Баурик протянул руку, сжав кулак. Тим ввел иглу в светло-голубую вену у основания бицепса – осторожно, захватив только эпидермис. Нажал на шприц, и кожа вздулась и потемнела.
– Ай, – сказал Баурик.
Когда Тим вытащил иглу, в месте прокола появились крохотные черные пузырьки. Он сказал:
– Через несколько часов это место покроется корками.
Потом завел мотор и тронулся с места.
– Что это, черт возьми?
Тим бросил ему кекс с маком и банку «Маунтин Дью».
– Съешь это.
– Что, черт возьми…
– Заткнись. Ешь. Быстро.
Баурик начал запихивать кекс в рот, заглатывая большие куски и запивая их «Маунтин Дью».
– Теперь этот кусок. Давай. Ешь.
К лицу Баурика прилипли крошки.
– Пей это. Пей. – Тим тыкал еще одну банку газировки в бок Баурику, пока тот не взял ее и не сделал несколько глотков. Потом Тим открыл коробку «Судафеда» и вытащил сорок тридцатимиллиграммовых таблеток:
– И это. Пей. – Он ткнул в Баурика бутылкой сиропа от кашля. – Запей этим.
Баурик скорчил гримасу:
– Зачем вся эта дрянь?
Его колено начинало трястись от невротического тика, вызванного кофеином и псевдоэфедрином. Через какое-то время он начал тыкать пальцем в синяк, глядя, как тот расплывается и темнеет.

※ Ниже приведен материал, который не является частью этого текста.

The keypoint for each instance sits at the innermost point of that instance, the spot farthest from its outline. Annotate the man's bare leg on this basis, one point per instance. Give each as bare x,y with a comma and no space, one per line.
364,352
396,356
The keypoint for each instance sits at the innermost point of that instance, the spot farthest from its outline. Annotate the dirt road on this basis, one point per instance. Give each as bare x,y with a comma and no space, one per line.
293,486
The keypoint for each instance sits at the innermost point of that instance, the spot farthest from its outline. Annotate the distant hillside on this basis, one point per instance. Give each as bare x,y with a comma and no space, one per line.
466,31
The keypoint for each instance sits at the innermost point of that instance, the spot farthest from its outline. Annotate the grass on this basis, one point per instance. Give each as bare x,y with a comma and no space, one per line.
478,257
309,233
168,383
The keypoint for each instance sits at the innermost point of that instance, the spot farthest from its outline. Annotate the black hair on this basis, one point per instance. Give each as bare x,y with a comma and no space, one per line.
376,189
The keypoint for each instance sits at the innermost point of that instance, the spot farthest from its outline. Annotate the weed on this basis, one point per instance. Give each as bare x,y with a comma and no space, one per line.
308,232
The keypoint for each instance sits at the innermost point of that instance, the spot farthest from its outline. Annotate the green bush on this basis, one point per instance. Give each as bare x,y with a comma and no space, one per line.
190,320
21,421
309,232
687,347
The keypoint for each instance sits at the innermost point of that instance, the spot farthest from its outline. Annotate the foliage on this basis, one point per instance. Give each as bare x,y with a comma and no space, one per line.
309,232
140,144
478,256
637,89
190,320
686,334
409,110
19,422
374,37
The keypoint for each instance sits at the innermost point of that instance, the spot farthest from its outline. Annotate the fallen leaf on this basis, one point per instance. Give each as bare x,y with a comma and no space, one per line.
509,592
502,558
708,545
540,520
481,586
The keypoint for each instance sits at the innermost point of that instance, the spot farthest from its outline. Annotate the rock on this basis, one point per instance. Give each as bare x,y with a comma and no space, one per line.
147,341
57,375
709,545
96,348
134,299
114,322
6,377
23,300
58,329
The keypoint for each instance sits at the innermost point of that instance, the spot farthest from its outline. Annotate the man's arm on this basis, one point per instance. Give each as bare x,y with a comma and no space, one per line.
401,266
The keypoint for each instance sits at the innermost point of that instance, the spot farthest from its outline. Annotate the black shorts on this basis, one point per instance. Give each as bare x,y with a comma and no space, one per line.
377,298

Они ехали в центр. Слева, высоко на холмах, Тим заметил затемненный силуэт монумента, едва различимого сквозь строительные леса.

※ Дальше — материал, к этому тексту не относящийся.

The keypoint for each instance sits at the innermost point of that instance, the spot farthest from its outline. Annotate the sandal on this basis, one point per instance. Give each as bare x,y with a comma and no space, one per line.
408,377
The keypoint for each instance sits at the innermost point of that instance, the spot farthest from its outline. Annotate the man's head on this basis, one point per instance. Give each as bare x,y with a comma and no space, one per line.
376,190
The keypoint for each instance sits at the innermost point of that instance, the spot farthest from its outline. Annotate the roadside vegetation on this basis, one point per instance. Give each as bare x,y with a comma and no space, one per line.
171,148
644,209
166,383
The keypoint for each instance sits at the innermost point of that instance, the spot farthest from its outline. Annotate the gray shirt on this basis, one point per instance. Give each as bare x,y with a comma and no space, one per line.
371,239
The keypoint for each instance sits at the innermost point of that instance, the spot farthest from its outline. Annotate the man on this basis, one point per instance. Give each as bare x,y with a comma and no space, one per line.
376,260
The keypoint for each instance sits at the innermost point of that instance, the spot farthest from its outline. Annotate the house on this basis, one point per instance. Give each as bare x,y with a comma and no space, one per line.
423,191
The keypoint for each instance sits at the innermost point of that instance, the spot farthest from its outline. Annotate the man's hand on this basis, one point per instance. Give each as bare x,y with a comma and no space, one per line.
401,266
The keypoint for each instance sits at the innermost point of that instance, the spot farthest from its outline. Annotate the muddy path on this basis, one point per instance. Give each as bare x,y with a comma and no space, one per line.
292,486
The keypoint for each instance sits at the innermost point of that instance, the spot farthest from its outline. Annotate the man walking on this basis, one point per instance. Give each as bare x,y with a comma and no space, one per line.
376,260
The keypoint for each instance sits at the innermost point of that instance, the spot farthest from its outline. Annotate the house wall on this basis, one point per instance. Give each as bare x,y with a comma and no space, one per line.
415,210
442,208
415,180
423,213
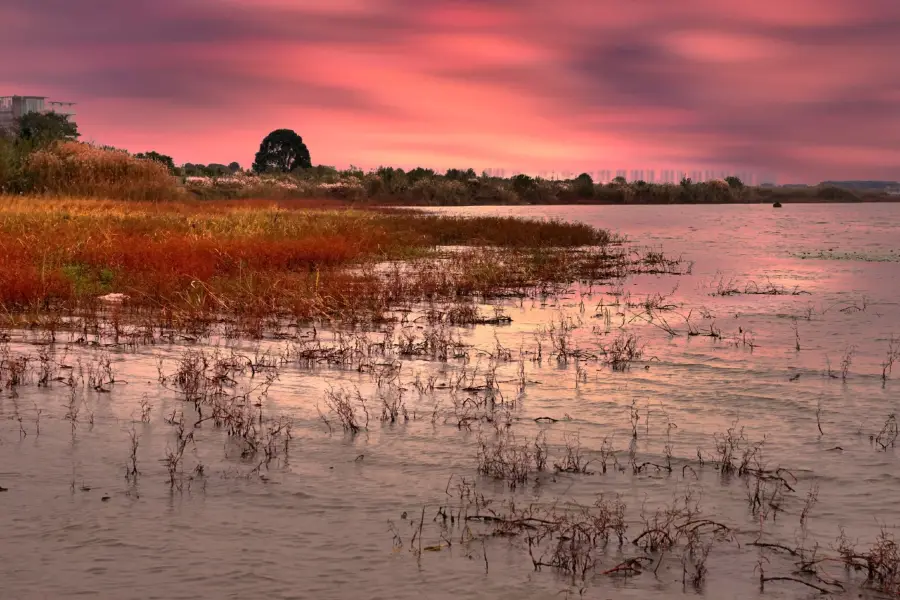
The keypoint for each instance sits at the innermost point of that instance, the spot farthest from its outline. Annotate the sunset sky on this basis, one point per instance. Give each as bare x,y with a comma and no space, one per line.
806,89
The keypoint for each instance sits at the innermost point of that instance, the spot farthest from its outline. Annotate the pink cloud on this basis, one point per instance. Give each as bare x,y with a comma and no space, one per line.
808,89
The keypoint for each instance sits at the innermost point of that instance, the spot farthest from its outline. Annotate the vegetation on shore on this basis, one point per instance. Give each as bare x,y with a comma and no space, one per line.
43,158
177,262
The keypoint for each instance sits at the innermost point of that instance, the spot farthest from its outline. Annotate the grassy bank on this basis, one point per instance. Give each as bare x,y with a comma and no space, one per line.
75,169
186,261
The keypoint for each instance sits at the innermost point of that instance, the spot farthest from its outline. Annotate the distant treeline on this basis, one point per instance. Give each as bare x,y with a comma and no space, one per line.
41,156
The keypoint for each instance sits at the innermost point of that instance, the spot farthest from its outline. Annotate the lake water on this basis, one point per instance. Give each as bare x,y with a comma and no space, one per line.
802,371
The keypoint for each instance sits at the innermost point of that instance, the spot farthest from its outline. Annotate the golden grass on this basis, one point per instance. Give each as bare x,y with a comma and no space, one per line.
73,168
263,258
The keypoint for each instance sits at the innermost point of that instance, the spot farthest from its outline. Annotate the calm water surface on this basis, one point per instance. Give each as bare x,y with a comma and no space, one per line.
320,525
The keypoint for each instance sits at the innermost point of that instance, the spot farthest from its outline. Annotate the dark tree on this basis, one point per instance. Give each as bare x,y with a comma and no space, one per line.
282,151
45,128
217,170
584,186
160,158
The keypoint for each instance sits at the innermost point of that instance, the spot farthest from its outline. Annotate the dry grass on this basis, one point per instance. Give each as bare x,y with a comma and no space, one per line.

Тим свернул на стоянку двухэтажного больничного комплекса. Резкий свет просачивался сквозь закрытые жалюзи. Колено Баурика теперь колотилось без остановки. Он пытался разглядеть потрескавшийся деревянный щит с надписью: «Окружной центр реабилитации Лос-Анджелеса».
– Какого черта? Что происходит, какого хрена?
Тим схватил его за руку и потащил к зданию. Баурик брел следом, запинаясь и тяжело дыша. Тим зашел в дверь, волоча его за собой. Медсестра вскочила на ноги; черный стул откатился и ударился о мусорное ведро. Кроме нее в холле никого не было.
– Я поймал моего чертова брата вот с этим. – Тим дернул Баурика за руку, демонстрируя сестре ужасный синяк. – Он говорил, что слез с иглы полгода назад. – Тим грозно сверкнул глазами на Баурика. Тот смотрел на него с искренним раскаянием.
– Он должен был слезть!
– Сэр, пожалуйста, успокойтесь.
Тим глубоко вдохнул, задержал дыхание и только потом выдохнул. Отпустив руку Баурика, он оперся на стойку и сказал, понизив голос:
– Простите. У меня был тяжелый год. Послушайте, это принесло моей семье и самому Полу кучу неприятностей. В вашей клинике можно рассчитывать на анонимность?
– У нас полная конфиденциальность. Сто процентов.
– Я не хочу, чтобы фамилия моей семьи фигурировала в каких-нибудь документах.
– Это не обязательно. Но прежде всего…
– У вас здесь есть стационар? Он нес какой-то бред, говорил о самоубийстве, я и его мать не спускали с него глаз.
– Это зависит от того, нужно ли ему стационарное лечение… – Она посмотрела на бледного, потного, задыхающегося Баурика, – что кажется очень вероятным. У нас сорокавосьмичасовое содержание, – продолжала она, глядя на часы, – значит, до полуночи понедельника. Тогда он должен будет пройти повторное освидетельствование, и мы обсудим условия лечения.